Elle a quatre-vingt-dix ans, du soleil dans les yeux,
Un rire clair, éclatant, un cœur toujours joyeux,
Le temps peut bien passer sans jamais la lasser,
Elle garde au fond d’elle un printemps insensé.
Le matin la voit vivre avec mille projets,
Un bouquet dans les bras, un sourire léger,
Ses fleurs sont son royaume aux parfums délicats,
Et son jardin semble rire chaque fois qu’elle est là.
La vie ne l’a pourtant jamais vraiment ménagée,
Des journées de labeur, des sols à nettoyer,
Des heures de courage et des gestes répétés,
Mais jamais dans sa voix l’ombre d’un regret.

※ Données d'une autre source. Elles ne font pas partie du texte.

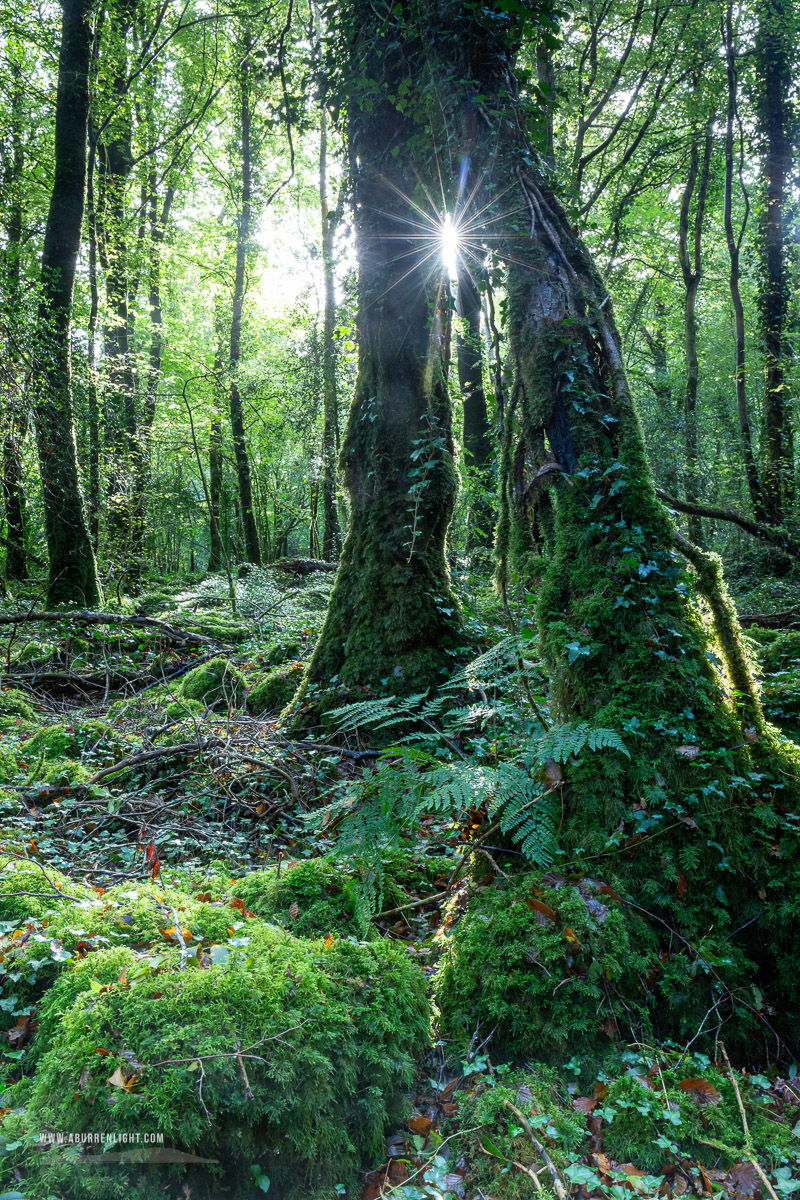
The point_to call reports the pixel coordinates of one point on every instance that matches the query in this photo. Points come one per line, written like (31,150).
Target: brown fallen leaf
(701,1091)
(543,912)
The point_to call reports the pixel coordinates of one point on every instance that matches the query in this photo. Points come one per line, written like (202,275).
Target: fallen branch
(787,619)
(774,534)
(558,1187)
(84,617)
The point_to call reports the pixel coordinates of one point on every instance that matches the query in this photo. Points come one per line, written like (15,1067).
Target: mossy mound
(8,767)
(91,739)
(14,707)
(645,1110)
(563,967)
(214,683)
(311,898)
(537,961)
(284,651)
(326,1033)
(779,653)
(181,708)
(210,624)
(275,690)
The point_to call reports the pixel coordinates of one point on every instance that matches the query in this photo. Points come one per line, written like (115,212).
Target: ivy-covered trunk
(73,574)
(392,621)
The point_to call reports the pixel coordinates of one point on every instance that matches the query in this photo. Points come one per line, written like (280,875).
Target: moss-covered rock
(326,1032)
(311,899)
(91,739)
(275,690)
(8,767)
(214,683)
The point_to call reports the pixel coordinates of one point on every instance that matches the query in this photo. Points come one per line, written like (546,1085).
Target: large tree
(73,574)
(392,619)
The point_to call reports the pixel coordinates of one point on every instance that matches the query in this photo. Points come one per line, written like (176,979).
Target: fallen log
(83,617)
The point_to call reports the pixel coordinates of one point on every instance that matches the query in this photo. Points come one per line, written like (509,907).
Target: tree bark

Pour ma sœur et pour moi, elle fut un abri,
Une présence douce éclairant notre vie,
Toujours prête à défendre, à protéger, aimer,
Avec cette tendresse impossible à nommer.
Chez mes parents longtemps la maison a vibré,
De repas, de passages, d’apéros, d’amis venus parler,
Et même aujourd’hui encore, malgré l’absence de papa,
La porte reste ouverte et le bonheur entre toujours là.
Car tout le monde l’aime ; autour d’elle on revient,
Pour entendre sa bonne humeur ou lui tenir la main,
Elle possède ce don rare et merveilleux,
De rendre les instants plus simples et plus heureux.
Mais il faut la surveiller, cette éternelle enfant,
Elle grimpe sur les chaises avec aplomb souvent !
Dans sa tête le miroir refuse les saisons,
Elle croit encore parfois avoir vingt ans tout rond.
Toujours prête à partir vers une nouvelle aventure,
Le regard curieux, l’âme vive et sûre,
Il y a quelques années, défi lancé aux cieux,
Madame a fait du planeur… le sourire radieux !
Et celle refusant jadis le moindre bain,
A plongé dans l’eau claire sans craindre le lendemain,
Son premier bain de piscine, l’an dernier seulement,
Comme un petit exploit accueilli en riant.
Puis viennent les douceurs gardées comme un trésor,
Une glace savourée avec des yeux d’aurore,
Un parfum de Caramel, un plaisir gourmand,
Rendant son visage plus lumineux, rayonnant.
Ma maman est ainsi… solaire et généreuse,
Courageuse, vivante, incroyablement chaleureuse,
Et lorsque je la vois sourire au fil du temps,
Je comprends simplement la beauté des mamans.